The drama behind the sudden departure last week of the bulk of a local law firm’s attorneys is still playing out in court. And now a judge has empowered the sheriff’s office to take action.
All but two of the attorneys at personal injury firm Geoff McDonald & Associates jumped ship early last week.
Six of the seven who left – Jamie Karek, Dana Charback, Lauren Carroll, Seth Carroll, Elyse Stiner and Matthew Lastrapes – started their own firm, Commonwealth Law Group.
On Jan. 16, they filed for a preliminary injunction in the Circuit Court of the City of Richmond, claiming that McDonald locked them out of GMA offices and blocked their access to calendars and case files upon learning that they were considering leaving.
Their attorney, Jimmy Robinson Jr. of Richmond-based Ogletree, Deakins, Nash, Smoak & Stewart, called McDonald’s actions “highly unethical” in the petition and said McDonald has “substantially hindered” CLG’s abilities to represent the clients who chose to follow the attorneys to their new firm.
The same day, Circuit Judge Gregory Rupe ordered that the attorneys be granted immediate access to all of GMA’s offices to retrieve their files for clients who chose to retain them, as well as calendars and emails. The judge barred McDonald from “unilateral communications” with the attorneys’ clients.
On Tuesday, the judge amended his order to authorize the sheriff’s office to “employ all reasonable measures necessary” to enforce his Jan. 16 mandate.
Also on Tuesday, McDonald’s attorney, Leslie Haley of Haley Law in Midlothian, filed a motion for reconsideration of the court’s orders.
In the filing, Haley claimed that opposing counsel “has made material misrepresentations to this court regarding the underlying factual, legal and ethical concerns involved in this matter.”
She said she did not receive notice of any court hearings or a copy of any filings until after the hearings had been held, despite being brought on Jan. 15 to represent McDonald.

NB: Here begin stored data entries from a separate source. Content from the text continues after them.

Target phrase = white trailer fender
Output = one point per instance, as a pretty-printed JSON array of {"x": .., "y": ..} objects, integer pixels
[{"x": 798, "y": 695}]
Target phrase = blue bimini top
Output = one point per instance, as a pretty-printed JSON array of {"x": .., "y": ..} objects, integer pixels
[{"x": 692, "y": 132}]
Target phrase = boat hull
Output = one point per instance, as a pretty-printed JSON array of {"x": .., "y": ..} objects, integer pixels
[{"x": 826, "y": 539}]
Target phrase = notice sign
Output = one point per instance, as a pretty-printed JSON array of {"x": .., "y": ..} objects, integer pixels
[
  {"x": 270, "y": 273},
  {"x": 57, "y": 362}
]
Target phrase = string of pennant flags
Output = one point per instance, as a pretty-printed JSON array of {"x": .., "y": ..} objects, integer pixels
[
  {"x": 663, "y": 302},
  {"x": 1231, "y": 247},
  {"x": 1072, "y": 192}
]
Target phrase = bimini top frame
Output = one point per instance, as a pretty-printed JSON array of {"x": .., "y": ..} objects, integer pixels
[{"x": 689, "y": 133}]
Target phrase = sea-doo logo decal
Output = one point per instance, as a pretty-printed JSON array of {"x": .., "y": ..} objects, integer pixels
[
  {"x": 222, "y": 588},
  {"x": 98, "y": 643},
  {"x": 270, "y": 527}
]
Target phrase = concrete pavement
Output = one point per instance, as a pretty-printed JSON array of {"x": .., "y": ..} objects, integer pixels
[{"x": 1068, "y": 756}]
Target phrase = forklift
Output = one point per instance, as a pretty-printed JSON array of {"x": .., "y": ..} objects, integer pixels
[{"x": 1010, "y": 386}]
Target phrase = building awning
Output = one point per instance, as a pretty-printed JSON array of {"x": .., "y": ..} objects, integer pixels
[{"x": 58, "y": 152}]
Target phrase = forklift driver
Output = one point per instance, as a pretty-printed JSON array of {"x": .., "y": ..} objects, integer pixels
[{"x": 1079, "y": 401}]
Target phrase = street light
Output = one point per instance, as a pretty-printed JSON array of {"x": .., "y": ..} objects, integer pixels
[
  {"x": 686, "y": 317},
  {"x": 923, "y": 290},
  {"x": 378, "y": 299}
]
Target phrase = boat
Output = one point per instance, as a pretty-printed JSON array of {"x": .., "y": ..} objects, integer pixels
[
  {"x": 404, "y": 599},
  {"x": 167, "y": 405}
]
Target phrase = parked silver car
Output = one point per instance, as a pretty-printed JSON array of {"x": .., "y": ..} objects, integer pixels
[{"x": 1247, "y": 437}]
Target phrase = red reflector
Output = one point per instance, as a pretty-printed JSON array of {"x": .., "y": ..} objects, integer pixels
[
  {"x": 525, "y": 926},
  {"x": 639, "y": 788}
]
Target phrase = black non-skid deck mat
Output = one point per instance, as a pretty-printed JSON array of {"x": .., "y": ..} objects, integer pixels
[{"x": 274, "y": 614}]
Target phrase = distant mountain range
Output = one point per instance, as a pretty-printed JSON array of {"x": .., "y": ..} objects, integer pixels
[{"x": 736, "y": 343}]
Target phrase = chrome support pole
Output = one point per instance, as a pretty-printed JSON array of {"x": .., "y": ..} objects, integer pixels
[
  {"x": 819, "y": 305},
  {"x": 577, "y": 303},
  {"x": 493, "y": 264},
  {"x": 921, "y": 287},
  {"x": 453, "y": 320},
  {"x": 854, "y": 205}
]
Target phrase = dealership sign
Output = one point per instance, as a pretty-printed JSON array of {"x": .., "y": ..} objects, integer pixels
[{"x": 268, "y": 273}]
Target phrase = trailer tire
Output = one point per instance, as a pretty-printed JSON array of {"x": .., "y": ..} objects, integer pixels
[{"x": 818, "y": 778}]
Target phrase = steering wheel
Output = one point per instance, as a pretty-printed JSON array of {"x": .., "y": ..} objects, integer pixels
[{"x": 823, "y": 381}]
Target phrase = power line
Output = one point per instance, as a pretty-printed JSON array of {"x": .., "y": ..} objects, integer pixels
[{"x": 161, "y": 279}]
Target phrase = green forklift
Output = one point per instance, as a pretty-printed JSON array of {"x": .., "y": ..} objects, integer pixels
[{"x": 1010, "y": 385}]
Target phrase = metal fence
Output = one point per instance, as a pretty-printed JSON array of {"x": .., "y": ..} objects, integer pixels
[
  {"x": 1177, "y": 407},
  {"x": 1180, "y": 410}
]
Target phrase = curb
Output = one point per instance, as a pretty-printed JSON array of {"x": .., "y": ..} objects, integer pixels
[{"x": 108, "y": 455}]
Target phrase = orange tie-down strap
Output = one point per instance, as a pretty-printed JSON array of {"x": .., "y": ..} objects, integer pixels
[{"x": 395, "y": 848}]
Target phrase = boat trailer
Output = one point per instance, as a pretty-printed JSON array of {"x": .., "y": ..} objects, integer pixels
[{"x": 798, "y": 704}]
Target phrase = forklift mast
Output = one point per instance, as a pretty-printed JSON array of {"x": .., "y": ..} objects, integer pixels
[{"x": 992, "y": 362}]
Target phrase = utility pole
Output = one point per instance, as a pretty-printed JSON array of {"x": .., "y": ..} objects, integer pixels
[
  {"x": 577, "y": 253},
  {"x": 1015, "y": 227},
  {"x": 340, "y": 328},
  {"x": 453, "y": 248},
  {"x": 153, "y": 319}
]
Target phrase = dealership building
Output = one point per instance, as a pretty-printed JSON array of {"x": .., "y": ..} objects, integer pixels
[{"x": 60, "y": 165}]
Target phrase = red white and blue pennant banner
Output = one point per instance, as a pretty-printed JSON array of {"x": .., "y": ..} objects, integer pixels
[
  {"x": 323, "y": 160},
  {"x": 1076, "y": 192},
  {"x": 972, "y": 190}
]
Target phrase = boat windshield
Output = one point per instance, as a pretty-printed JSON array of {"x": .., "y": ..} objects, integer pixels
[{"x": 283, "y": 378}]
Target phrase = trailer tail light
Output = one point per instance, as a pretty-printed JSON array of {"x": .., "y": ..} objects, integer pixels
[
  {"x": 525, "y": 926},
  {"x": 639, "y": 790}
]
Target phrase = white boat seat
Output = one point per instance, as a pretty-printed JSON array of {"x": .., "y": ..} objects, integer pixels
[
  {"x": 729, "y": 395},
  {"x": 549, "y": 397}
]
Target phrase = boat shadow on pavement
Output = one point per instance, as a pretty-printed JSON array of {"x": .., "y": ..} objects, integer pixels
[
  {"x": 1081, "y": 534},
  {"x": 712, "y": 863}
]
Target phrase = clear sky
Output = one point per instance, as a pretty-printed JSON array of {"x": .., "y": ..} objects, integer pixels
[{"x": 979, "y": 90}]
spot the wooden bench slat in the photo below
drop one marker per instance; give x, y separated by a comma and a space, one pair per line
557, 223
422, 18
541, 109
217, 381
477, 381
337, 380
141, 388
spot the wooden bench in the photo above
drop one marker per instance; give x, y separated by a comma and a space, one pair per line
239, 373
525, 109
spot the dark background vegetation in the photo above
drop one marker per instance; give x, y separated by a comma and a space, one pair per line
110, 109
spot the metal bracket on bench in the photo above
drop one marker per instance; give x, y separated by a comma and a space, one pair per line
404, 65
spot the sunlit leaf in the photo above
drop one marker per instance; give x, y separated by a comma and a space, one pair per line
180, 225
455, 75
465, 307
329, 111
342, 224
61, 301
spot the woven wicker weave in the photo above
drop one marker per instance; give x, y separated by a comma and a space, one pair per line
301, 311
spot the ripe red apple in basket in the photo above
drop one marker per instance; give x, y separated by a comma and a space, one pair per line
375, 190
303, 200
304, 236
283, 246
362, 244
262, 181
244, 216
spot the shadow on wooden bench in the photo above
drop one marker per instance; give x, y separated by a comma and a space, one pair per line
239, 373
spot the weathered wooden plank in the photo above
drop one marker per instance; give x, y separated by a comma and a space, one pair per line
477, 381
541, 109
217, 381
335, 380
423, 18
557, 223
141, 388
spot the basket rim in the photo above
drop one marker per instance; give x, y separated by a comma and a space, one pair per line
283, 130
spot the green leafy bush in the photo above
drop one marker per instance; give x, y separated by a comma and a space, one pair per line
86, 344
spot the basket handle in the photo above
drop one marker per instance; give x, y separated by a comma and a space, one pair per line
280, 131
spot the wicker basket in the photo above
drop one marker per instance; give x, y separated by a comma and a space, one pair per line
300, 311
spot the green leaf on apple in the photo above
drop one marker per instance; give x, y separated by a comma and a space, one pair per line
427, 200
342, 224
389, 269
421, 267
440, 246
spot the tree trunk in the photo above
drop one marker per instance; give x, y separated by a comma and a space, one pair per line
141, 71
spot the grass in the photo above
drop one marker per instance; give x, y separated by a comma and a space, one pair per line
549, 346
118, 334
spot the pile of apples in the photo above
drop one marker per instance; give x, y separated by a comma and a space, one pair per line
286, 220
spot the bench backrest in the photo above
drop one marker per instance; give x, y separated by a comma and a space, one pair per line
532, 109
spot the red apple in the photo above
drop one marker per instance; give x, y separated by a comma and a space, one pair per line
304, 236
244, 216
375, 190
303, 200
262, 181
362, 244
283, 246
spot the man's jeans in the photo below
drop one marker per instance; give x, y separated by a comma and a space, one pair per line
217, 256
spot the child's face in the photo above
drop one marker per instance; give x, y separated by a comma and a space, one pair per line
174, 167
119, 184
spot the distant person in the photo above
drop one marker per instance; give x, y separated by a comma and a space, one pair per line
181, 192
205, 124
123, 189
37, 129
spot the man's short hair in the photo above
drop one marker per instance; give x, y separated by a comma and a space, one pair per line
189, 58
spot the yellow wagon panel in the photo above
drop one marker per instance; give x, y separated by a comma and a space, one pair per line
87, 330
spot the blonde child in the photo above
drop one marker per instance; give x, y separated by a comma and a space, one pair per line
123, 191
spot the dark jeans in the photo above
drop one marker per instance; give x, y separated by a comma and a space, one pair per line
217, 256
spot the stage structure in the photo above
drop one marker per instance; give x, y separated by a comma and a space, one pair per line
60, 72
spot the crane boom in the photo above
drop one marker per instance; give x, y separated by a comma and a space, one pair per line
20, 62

On Wednesday, the CLG attorneys requested another hearing, alleging that McDonald still hadn’t complied with the judge’s order. They said McDonald had turned over only one file despite multiple requests to obtain the files of clients who wished to be represented by CLG. They also alleged that their calendars were printed out in a format that made it impossible to see all of the scheduled appointments.
In addition, the attorneys claimed that McDonald had contacted some of the clients who chose CLG to try to persuade them to stay with his firm or to misrepresent that he had retained the case, the petition said.

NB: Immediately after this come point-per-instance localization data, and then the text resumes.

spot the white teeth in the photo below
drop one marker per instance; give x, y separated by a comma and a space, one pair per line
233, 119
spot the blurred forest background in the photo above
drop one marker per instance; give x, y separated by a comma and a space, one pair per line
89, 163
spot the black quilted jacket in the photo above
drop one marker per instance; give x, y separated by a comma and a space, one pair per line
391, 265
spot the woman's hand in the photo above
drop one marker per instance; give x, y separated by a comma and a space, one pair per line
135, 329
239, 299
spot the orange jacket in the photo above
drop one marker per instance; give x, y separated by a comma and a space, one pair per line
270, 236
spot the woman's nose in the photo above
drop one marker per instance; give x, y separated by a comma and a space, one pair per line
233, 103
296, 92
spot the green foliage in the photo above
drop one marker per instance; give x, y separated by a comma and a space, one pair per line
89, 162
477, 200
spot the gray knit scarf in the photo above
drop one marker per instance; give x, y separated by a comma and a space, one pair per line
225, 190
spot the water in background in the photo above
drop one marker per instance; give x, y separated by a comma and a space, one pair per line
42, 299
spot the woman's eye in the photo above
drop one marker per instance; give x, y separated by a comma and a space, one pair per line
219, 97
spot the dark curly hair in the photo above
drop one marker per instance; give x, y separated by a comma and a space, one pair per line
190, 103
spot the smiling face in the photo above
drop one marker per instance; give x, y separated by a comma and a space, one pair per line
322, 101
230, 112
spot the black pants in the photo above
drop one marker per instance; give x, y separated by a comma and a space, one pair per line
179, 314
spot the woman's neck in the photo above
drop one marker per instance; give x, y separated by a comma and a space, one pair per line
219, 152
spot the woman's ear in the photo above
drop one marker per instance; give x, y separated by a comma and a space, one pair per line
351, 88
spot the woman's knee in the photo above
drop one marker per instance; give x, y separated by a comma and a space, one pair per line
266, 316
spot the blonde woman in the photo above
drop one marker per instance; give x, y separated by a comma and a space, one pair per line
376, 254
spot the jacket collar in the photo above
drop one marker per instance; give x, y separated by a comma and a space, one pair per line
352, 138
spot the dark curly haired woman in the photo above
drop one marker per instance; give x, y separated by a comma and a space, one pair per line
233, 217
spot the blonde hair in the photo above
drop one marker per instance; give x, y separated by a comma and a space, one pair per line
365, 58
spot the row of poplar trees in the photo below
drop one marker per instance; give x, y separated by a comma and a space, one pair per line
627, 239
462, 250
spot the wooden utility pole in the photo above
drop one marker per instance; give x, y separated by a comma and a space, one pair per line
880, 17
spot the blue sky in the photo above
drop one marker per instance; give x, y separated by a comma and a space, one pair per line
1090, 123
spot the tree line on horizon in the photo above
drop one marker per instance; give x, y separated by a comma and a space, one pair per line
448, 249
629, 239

A hearing was held Wednesday afternoon before Circuit Judge Melvin Hughes Jr. Hughes ordered McDonald to turn over, “by this time tomorrow afternoon,” the files of clients who signed choice letters indicating that they wanted CLG to handle their cases. Robinson noted that at least 40 clients had signed choice letters.
Haley told the judge they intend to comply but have been sorting out which clients actually want to go with CLG. She said some signed a choice letter with CLG and then called GMA to say they were confused and wanted to stay with McDonald.

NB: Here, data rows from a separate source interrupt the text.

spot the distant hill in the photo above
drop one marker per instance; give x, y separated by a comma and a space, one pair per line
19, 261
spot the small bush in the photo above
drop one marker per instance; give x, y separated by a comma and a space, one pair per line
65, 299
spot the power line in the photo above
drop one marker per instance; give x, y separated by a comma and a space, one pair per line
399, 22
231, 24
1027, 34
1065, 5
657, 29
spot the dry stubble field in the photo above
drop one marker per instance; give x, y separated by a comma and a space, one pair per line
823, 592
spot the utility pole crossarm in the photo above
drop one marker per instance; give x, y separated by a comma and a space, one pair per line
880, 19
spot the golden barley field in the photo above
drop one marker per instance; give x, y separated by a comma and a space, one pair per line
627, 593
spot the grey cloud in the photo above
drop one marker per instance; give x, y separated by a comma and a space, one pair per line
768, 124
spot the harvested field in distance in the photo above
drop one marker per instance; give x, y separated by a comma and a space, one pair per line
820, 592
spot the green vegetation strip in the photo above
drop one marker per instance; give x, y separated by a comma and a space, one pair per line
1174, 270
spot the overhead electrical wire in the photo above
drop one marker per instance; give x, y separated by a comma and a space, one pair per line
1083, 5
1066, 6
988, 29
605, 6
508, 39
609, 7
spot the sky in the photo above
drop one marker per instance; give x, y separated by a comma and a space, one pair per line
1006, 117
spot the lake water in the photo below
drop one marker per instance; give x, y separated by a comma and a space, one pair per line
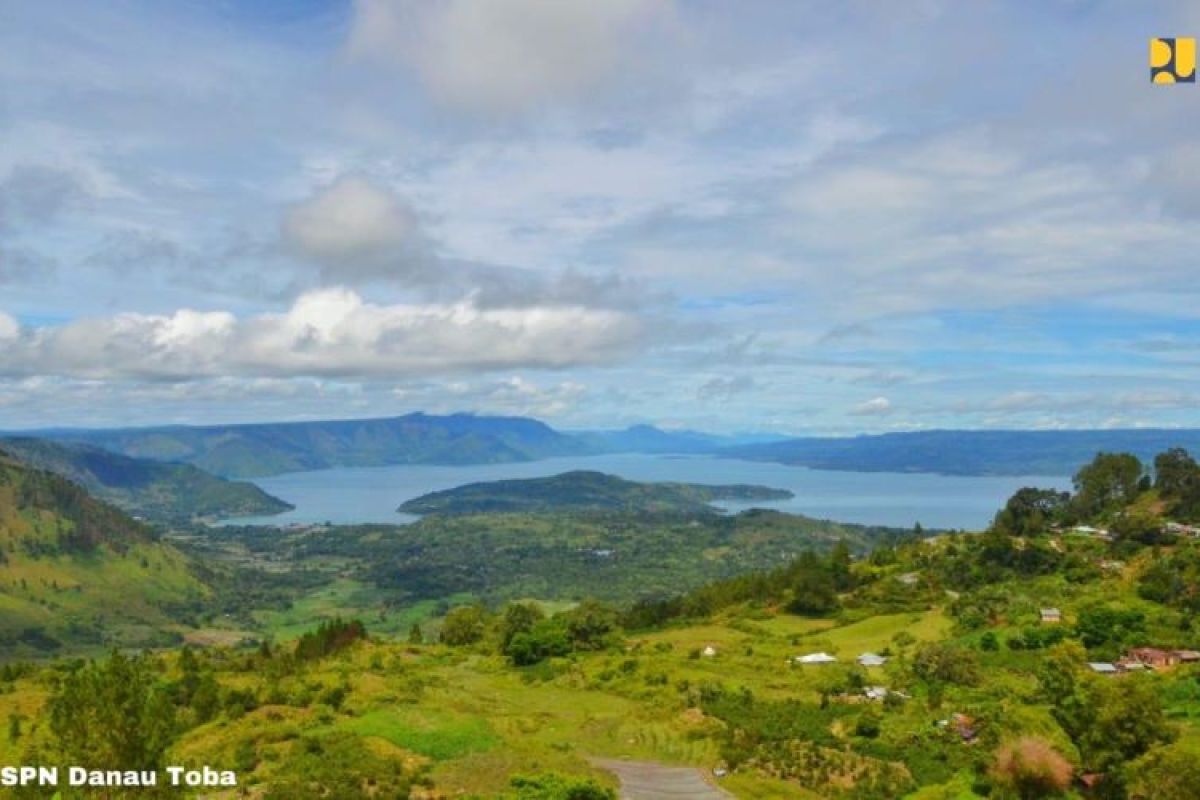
372, 494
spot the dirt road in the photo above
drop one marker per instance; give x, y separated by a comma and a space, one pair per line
649, 781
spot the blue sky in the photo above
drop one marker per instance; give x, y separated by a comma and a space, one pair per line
804, 217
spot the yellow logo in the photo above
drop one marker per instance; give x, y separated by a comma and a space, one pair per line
1173, 60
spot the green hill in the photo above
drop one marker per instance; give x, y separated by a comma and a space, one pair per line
271, 449
77, 571
585, 491
147, 488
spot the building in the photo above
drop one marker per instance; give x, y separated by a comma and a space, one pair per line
816, 659
1153, 657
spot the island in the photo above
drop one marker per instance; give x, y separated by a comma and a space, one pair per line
586, 491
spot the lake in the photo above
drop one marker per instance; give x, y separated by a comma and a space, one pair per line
372, 494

Hughes told Haley that GMA needs to turn over the files anyway. If a client changes his or her mind later, the file can be returned to GMA, he said.
McDonald told a reporter after the hearing Wednesday that his office is “working very hard to amicably resolve this matter.” Robinson and the CLG attorneys would not comment.
According to information on the Virginia State Bar’s website, clients have a right to choose their attorney. When an attorney leaves a firm, the bar recommends sending a neutral letter from both the attorney and the firm notifying the client of the change and asking them to choose their preferred counsel, be it the firm, the departing attorney or a new attorney altogether.
The case file – both physical and electronic – goes to whomever the client chooses to represent them, the bar said.
Benjamin Andrews, the seventh attorney who left GMA last week, joined Halperin Law Center. Andrews said Tuesday that he is still getting case files for his carryover clients.